Once I started to learn about wine, something inside of me clicked and a passion for the industry was ignited. I was fortunate enough to join Rosemount Estate as one of my first ever jobs outside of university and from there it has grown.
I have worked in various roles across the industry, from finance to strategy, planning and product development. I’ve also worked vintages in Marlborough and Sonoma to gain hands on experience.
I am currently the CEO for Winemaking Tasmania. I lead a great team of people who craft 250 different wine and ciders on behalf of clients. Our goal is to be Tasmania’s best producer of premium alcoholic beverages with a specific focus on wine and cider. I’m very fortunate that what I do for a living is what I would do for free everyday!
Why is it so important for wine grape growers to have representation at a national level?
Grape growers are the largest part of the wine industry. By circumstance, wine grape growers are the start of the supply chain and as a result there is a tendency from large corporations to take advantage of this position. It is important for growers to have their voice heard and ensure that their livelihood is not taken advantage of.
Australian Vignerons is there for growers to seek advice, gain support and amplify the voice of many growers into one clear message.

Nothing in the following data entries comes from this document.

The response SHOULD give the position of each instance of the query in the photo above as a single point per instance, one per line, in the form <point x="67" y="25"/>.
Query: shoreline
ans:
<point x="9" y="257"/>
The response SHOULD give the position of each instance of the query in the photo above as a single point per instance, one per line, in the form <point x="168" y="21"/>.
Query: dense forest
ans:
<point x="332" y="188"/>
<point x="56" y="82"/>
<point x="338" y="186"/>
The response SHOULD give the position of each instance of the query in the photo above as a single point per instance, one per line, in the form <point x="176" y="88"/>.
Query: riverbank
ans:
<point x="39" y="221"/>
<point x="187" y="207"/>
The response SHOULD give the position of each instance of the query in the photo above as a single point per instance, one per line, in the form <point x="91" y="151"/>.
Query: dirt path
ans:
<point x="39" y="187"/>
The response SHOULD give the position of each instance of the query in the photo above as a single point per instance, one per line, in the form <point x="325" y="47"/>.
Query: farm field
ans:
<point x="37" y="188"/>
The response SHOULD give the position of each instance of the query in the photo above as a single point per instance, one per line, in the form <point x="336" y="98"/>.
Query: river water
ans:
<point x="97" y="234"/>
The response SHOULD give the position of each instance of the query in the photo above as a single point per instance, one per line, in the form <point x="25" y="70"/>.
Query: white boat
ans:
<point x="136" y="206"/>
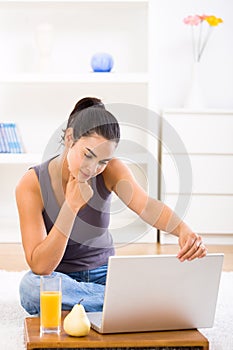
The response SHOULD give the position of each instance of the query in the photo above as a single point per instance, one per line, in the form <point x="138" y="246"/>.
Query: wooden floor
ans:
<point x="12" y="256"/>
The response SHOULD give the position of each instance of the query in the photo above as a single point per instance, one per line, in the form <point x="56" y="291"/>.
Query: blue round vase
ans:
<point x="101" y="62"/>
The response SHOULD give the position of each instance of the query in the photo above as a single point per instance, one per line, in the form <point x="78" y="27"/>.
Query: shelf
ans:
<point x="74" y="1"/>
<point x="114" y="78"/>
<point x="20" y="158"/>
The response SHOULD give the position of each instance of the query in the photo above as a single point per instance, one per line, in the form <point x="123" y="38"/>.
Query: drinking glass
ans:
<point x="50" y="304"/>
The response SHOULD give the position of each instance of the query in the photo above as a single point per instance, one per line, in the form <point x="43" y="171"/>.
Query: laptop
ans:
<point x="158" y="292"/>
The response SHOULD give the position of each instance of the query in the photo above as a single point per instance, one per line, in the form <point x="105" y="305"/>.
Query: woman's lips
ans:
<point x="84" y="174"/>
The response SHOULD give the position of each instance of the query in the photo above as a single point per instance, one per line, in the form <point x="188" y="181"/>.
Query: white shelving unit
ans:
<point x="41" y="82"/>
<point x="197" y="171"/>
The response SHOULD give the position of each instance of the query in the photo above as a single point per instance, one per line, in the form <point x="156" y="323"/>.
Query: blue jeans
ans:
<point x="88" y="285"/>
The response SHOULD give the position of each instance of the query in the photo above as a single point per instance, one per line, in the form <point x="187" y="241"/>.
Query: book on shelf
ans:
<point x="10" y="140"/>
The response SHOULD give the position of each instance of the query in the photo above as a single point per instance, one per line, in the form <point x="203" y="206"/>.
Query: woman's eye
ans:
<point x="89" y="156"/>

The Australian Vignerons board is a skill based board of independent directors. What specific skills do you have that you think will help Australian wine grape growers?
I am a generalist. Over the past 20 years I have seen all aspects of the wine industry and I bring a well-rounded set of skills. As CEO of a wine making business I understand both sides of the equation. I know how much effort it takes for growers to get their grapes to the winery, the costs involved and the importance of a good year. I also understand the perspective of a winery and the logistics involved. I believe this holistic view gives me a great perspective to help Australian wine grape growers.
What challenges do you see on the horizon for Australian wine grape growers? How will Australian Vignerons help?
I see the challenges for wine grape growers to be consistent across all regions. While there might be different values and demand for grapes in every region, there’s always large players exercising onerous conditions or not operating on a fair playing field.
Mutually beneficial relationships are vital to sustaining the Australian wine industry. Australian Vignerons helps level the playing field. Growers can lean on us for advice or engage us to lobby on their behalf. Advocacy on behalf of growers is a positive aspect of a healthy wine industry.
What’s the most rewarding part of being involved in Australian Vignerons?
Everyone on the board of Australian Vignerons is a volunteer and we all devote significant time and energy to the role. For me, just being involved is a rewarding experience. The board is a passionate group of people who care about wine grape growers and the wider wine industry. I enjoy being a part of that and working together to achieve better outcomes for growers.
What variety of wine are you enjoying at the moment?
Tasmanian chardonnay is my choice at the moment. We have some fantastic growers down here that are producing amazing grapes. I enjoy the variety and diversity of the wines from the different regions of Tassie.